The domestic economy is still facing the disruptive effects of the global pandemic since its onset in December 2019 and in general, economic activity remains weak. The second-round effects of the pandemic have resulted in an under-performance of the tourism industry as well as a moderation in credit extended to the private sector. In addition, policy decisions such as the cessation of the Unemployment Relief Scheme (URS) at the end of February and the Financial Assistance for Job Retention (FA4JR) as of April 01 have led to intensified labour market frictions with an increasing number of locals being made redundant and, in some cases, there has been a reduction in wages and salaries. The loss of income from the services sector has also resulted in acute financial difficulties for the private sector. Considering the persistent sluggish performance of the tourism industry, the fisheries and manufacturing sectors remain the main drivers of the economy.
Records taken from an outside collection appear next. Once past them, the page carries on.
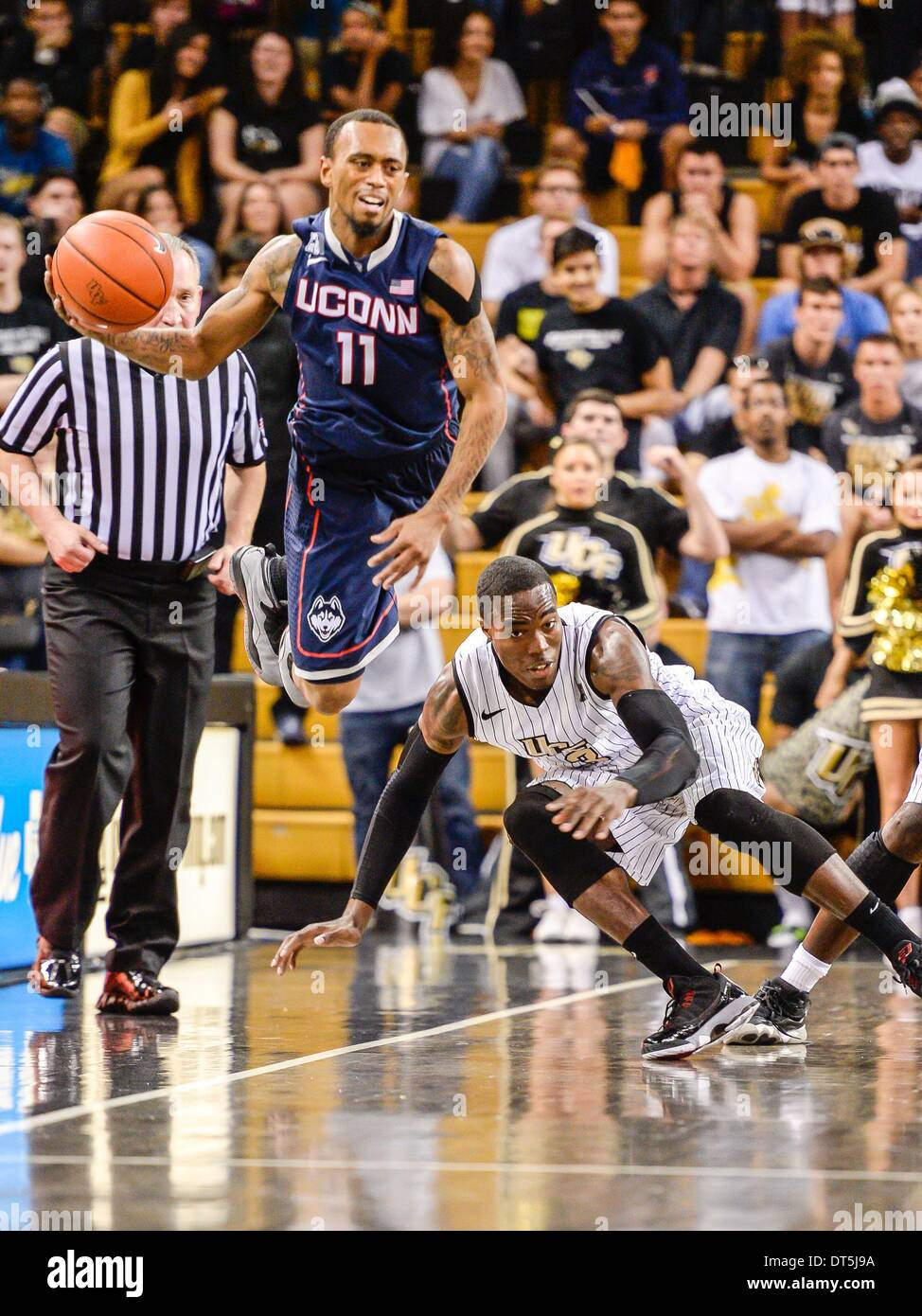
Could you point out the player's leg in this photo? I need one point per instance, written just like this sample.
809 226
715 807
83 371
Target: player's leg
884 863
810 866
704 1005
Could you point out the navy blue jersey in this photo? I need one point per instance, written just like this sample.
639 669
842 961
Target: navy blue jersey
374 383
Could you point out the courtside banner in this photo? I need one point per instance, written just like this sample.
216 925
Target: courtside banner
24 752
206 876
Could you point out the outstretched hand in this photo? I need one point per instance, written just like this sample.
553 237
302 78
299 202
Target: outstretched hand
592 809
341 932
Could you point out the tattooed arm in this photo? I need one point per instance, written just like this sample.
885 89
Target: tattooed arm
471 354
620 670
230 323
429 749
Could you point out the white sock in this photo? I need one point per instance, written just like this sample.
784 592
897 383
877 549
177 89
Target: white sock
806 970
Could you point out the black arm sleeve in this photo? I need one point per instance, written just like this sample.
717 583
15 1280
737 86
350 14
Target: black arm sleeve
668 762
398 816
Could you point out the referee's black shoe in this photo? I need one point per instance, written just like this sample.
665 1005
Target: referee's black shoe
780 1019
56 972
252 576
133 991
701 1011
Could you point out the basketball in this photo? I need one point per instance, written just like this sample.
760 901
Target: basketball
112 270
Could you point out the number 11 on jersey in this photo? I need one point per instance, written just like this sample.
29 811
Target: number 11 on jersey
346 341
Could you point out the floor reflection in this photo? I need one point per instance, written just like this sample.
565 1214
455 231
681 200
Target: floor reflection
425 1086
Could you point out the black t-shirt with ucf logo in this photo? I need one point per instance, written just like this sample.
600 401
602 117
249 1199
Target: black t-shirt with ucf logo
813 392
592 557
871 451
27 333
611 347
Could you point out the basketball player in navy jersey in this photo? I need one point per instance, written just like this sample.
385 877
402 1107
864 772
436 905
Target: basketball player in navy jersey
387 321
631 750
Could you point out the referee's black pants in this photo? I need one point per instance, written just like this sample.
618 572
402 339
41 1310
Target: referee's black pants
131 653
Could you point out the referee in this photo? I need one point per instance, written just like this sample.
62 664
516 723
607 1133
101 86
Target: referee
139 543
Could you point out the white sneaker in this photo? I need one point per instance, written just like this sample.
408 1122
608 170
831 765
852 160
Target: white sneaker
912 916
286 677
579 930
250 577
786 935
553 924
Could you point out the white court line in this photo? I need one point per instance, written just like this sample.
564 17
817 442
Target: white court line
75 1112
646 1171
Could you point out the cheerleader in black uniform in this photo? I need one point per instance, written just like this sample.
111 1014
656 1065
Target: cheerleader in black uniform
880 620
591 556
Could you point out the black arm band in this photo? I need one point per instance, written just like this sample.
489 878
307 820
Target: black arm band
668 762
462 310
398 816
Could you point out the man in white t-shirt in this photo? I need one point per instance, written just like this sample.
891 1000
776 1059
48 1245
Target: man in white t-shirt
514 252
385 707
892 162
780 511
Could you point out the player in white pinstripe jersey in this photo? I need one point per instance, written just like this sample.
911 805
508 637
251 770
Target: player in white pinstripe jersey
630 752
587 744
884 863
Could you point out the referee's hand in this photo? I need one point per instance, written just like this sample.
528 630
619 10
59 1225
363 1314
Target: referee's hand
73 546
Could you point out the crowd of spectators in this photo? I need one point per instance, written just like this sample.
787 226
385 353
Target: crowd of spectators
684 415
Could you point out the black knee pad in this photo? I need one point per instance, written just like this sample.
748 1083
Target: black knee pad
794 849
571 866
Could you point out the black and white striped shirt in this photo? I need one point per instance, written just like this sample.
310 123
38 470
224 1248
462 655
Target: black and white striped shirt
141 457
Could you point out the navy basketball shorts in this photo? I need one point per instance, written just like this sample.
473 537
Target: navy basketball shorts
340 621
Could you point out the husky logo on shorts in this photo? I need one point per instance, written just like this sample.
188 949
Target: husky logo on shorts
327 617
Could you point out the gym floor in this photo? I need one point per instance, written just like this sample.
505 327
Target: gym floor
441 1086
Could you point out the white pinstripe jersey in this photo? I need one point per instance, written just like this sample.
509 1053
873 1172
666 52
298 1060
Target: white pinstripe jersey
575 735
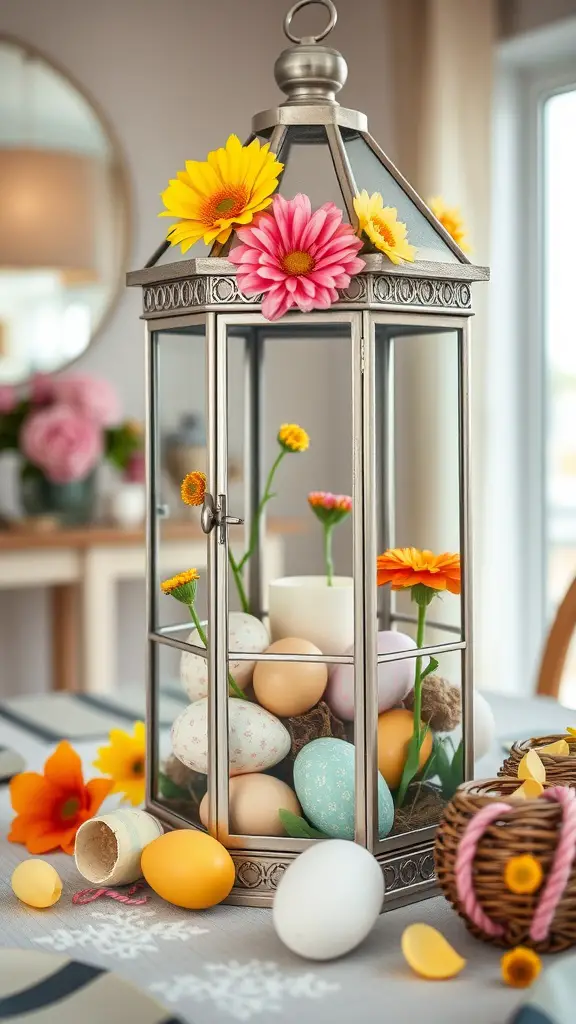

Nonetheless, revenue generated from these two sectors is not sufficient to offset the loss in revenue from the tourism industry.

However, with the announcement of the relaxation of entry requirements for visitors (with the exception of South Africa) as of March 25, and following interest shown by airlines to resume flights to Seychelles, a gradual recovery in tourism activity is anticipated in the coming months. Whilst this is also subject to easing of restrictions on travel abroad, vaccination rollouts in some tourism markets have heightened hopes of a potential recovery, albeit at a slow but promising pace. In line with such developments, a rebound in economic activity is projected for 2021.

Thus far, an increase in supply of foreign exchange coupled with a reduction in demand has led to some degree of stability in the exchange rate. Should this trend continue, it may alleviate some pressures on import costs. However, in the short term, the weakened domestic currency, coupled with higher prices abroad, would still result in some upward pressures on prices. Considering this, the stability in the exchange rate and domestic prices remains conditional on a further reduction in demand for foreign currency at a national level.

On the external front, international commodity prices have been on the rise as global demand picks up in anticipation of a faster than projected rebound in world economic activity, subject to successful vaccination campaigns. Commodity prices are expected to maintain an upward trend. In particular, recent developments in the Middle East coupled with the decision of the Organisation of the Petroleum Exporting Countries (OPEC) to cut back production, have heightened fears of a potential oil price shock.

Although the recovery of the domestic economy is heavily reliant on external developments such as the revival of the global travel industry and the general response to COVID-19 vaccines, particularly in key markets, interlinked domestic factors such as fiscal and debt sustainability, policy alignments and labour market conditions are also critical elements going forward. Whilst the above pose some degree of uncertainty, the outlook for a gradual recovery seems promising. Domestically, businesses have started to pick up momentum. With the relaxation of health measures, the ongoing vaccination campaign and strict implementation of Standard Operating Procedures (SOPs), it is anticipated that economic activity will improve in the remaining months of the year.

The decision to maintain an accommodative policy stance was taken by the Board at its Monetary Policy Meeting held on March 22, 2021. The MPR remains at 3.0% and the interest rates on the SDF and SCF will be kept at 1.0% and 6.0%, respectively. The Minimum Reserve Requirement (MRR) remains unchanged at 13 per cent of applicable deposit liabilities. However, as approved by the Board on June 22, 2020, the MRR may be reduced to 10 per cent should liquidity conditions warrant the adjustment.

In line with its objectives, the Central Bank remains vigilant and stands ready to adjust its policies if necessary."